If You Like This, You Should Also Check Out: Zane was also underrated in the uber-cheesy adaptation of The Phantom. Sadler was also underrated in… tomorrow’s movie! That’s right, it’s a two-day Sadler-fest!

How Available Is It?: It’s got a nice-enough bare-bones DVD

Today’s Post Was Brought To You By: Danger!

4 comments:

Dan McCoy said...

To be fair to the HBO series, there was plenty of (entirely intentional) camp in the original EC comics too, which went hand-in-hand with the ironic denouements and goofy puns.

Steve Bird said...

Ha! The same friend who dragged me to the Kevin Sorbo Kull movie dragged me to this one, too, and I found both surprisingly entertaining. This movie made me a Zane fan (for a while, at least).

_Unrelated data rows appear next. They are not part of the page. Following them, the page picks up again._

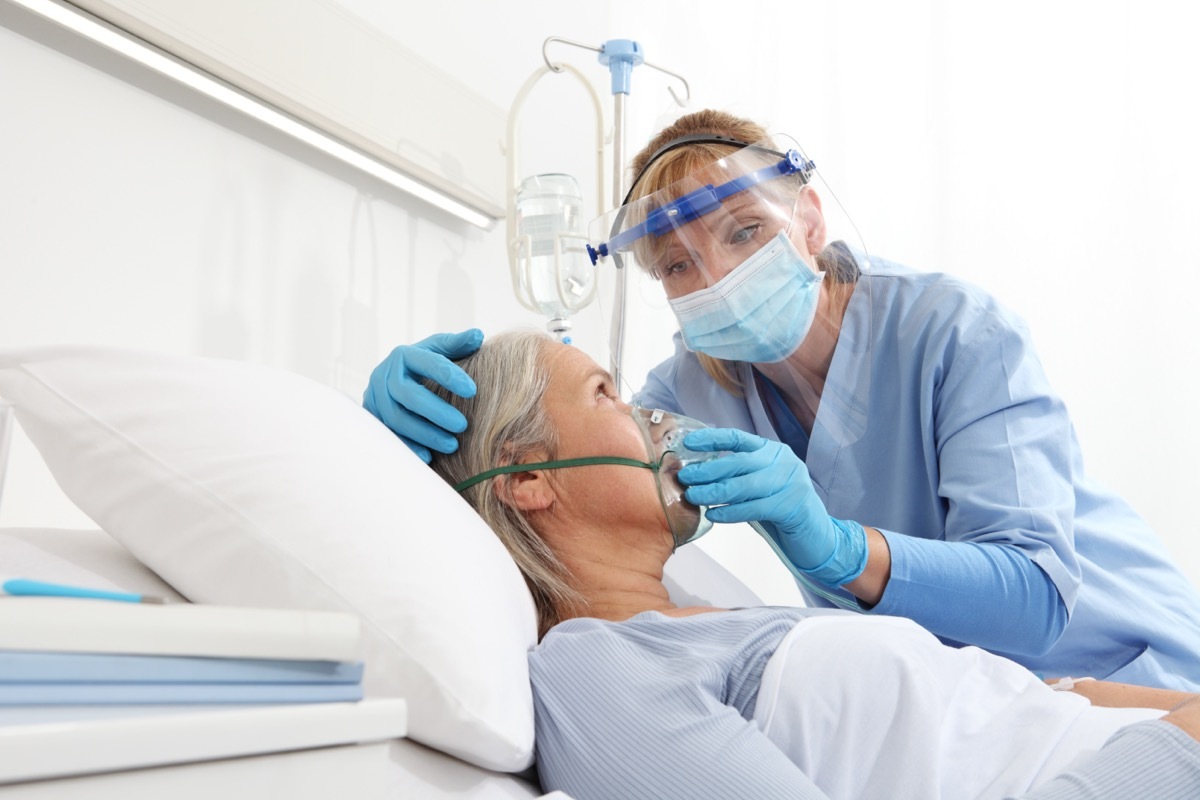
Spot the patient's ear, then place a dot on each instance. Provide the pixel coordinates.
(526, 491)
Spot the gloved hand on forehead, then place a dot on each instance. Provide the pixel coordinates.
(763, 481)
(395, 394)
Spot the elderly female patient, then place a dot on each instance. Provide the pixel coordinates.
(637, 697)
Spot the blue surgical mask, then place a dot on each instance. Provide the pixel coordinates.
(760, 312)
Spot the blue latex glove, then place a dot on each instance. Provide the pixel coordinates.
(765, 481)
(421, 419)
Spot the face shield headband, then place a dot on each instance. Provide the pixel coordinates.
(664, 434)
(700, 202)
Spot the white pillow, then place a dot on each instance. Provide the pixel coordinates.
(245, 485)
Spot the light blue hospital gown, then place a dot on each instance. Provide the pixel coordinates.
(955, 435)
(663, 708)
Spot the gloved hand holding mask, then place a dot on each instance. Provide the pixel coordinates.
(765, 481)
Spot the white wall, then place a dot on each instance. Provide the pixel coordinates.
(1043, 150)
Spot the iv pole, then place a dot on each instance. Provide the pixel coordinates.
(621, 55)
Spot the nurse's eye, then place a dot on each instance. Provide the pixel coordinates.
(675, 270)
(745, 234)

I also left the theater thinking that Pinkett would make a good star of a "Martha Washington" movie (the Miller/Gibbons comics character -- like the Zane thing, this too lasted only for a while).

Matt Bird said...

Dan, I know you're a bigger fan of the show than I am, but I would say that this case shows the difference between high camp (they care so intensely that they don't care how ridiculous they look) and low camp (they're letting you know with a wink that this is ridiculous but they don't really care).

Dan McCoy said...

Oh, but the comics totally knew they were ridiculous (even though they loved what they're doing). Look at the way they turned "Good Lord... choke!" into an in-joke.

As for the show, I wouldn't say I'm a fan -- although there were individual great episodes (usually when they pulled in a big-name director to toss one off).